Les chaînes d’approvisionnement des hydrocarbures et du blé sont perturbées depuis le début de la guerre en Ukraine. Si l’inflation est plus faible en France que dans le reste de la zone euro, les prix n’en finissent pas d’augmenter.
Ce contexte invite nos décideurs à renouveler leurs efforts pour préserver le pouvoir d’achat des Français. Parmi ces derniers, le leader de la NUPES multiplie les annonces-choc, réactualisant un fameux théorème politologique qui veut que l’inflation monétaire s’accompagne (quasi) invariablement d’une hausse des discours démagogiques.
Dans un document diffusé sur les réseaux sociaux, le candidat à la fonction de premier ministre du président Macron soutient deux mesures particulièrement populistes dans le contexte actuel : le blocage des prix et l’augmentation du SMIC. En quête désespérée d’un regain de popularité pour son nouveau mouvement à l’aube des élections législatives, Jean-Luc Mélenchon n’ignore sans doute pas les effets pervers que ses imprécations simplistes auraient sur la société française si elles étaient appliquées.
L’enfer est pavé de bonnes intentions et les injonctions dogmatiques n’échappent pas à cette règle. En effet, un blocage des prix pénaliserait d’abord les plus modestes. C’est une mesure non-redistributive qui avantage en premier les plus gros consommateurs.
Pire : une telle mesure ferait payer la facture de la hausse générale des prix aux entrepreneurs et aux agriculteurs, en les incitant à dégrader la qualité de leurs produits et à réduire leurs revenus pour compenser la rigidité des prix imposés sur leurs produits.
Ainsi le leader de la NUPES est-il prêt à mettre en avant des initiatives inégalitaires, qui font peser la charge de l’inflation sur les épaules des travailleurs en première ligne, pour peu que leurs conséquences soient contre-intuitives.
Du blocage des prix au blocage de l’économie, il n’y a qu’un pas. Dans le contexte actuel, celui-ci serait franchi par une hausse des salaires. L’annonce serait très belle à entendre, mais ce type de solution se répercuterait immédiatement sur les prix (qui partiraient encore plus à la hausse) et surtout… sur le niveau de l’emploi (moins d’embauches, plus de licenciements). Une telle décision provoquerait une spirale inflationniste entraînant un ralentissement immédiat de l’économie : la stagflation.

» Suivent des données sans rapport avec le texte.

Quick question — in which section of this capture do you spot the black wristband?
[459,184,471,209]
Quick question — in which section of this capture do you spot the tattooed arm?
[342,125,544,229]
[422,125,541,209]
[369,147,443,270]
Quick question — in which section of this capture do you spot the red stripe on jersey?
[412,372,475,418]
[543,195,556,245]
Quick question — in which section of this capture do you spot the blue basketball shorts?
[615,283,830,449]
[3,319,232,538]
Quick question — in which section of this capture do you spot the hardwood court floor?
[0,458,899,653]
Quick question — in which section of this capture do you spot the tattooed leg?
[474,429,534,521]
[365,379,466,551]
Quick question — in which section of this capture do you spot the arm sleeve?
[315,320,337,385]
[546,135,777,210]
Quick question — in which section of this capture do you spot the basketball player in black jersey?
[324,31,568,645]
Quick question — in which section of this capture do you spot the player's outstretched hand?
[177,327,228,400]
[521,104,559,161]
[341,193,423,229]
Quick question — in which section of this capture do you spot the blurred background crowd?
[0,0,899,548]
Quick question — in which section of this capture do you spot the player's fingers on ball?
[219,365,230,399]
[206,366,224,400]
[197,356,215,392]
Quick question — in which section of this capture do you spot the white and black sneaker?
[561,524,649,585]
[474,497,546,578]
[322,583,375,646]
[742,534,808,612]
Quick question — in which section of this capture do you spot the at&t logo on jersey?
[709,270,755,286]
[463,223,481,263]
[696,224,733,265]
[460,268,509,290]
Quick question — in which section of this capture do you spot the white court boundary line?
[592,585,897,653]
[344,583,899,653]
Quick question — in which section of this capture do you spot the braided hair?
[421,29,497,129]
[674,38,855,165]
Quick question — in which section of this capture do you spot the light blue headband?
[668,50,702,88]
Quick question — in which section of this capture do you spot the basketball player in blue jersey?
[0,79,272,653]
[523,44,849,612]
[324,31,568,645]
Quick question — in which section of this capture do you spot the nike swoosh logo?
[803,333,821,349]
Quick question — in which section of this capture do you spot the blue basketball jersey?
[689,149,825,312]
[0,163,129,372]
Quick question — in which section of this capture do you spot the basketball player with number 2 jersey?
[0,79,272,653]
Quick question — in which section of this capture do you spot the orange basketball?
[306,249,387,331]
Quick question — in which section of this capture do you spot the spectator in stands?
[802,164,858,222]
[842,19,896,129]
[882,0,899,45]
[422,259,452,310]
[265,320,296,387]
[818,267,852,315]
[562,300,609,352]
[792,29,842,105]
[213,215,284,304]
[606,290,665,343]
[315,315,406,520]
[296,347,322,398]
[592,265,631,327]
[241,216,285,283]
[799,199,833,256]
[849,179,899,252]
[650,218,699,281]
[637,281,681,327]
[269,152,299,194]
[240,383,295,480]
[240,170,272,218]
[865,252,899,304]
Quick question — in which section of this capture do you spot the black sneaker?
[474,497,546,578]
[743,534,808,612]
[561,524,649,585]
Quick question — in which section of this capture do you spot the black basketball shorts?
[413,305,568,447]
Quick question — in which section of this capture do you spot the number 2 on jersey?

Pour éviter cet écueil et relancer le pouvoir d’achat sans creuser les inégalités, plusieurs mesures peuvent être prises immédiatement. Pour protéger les travailleurs modestes, des mesures ciblées comme la distribution de chèques alimentaires/chèques énergie permettront aux foyers à faible revenus d’équilibrer temporairement leurs comptes. Ainsi en va-t-il aussi de l’indexation des retraites et des prestations sociales sur l’inflation pour les publics seniors et étudiants.
Mais déployer des filets sociaux ne suffira pas à sortir de cette crise par le haut, si cette action ne s’accompagne pas d’une batterie de mesures permettant de retrouver le chemin d’une croissance dynamique. Il faut répondre au choc d’inflation par un choc de croissance. Comment ? En libérant le travail à travers la défiscalisation (totale) et la désocialisation (totale) des heures supplémentaires pour les salariés. Et en investissant au maximum dans l’émergence de l’industrie du futur.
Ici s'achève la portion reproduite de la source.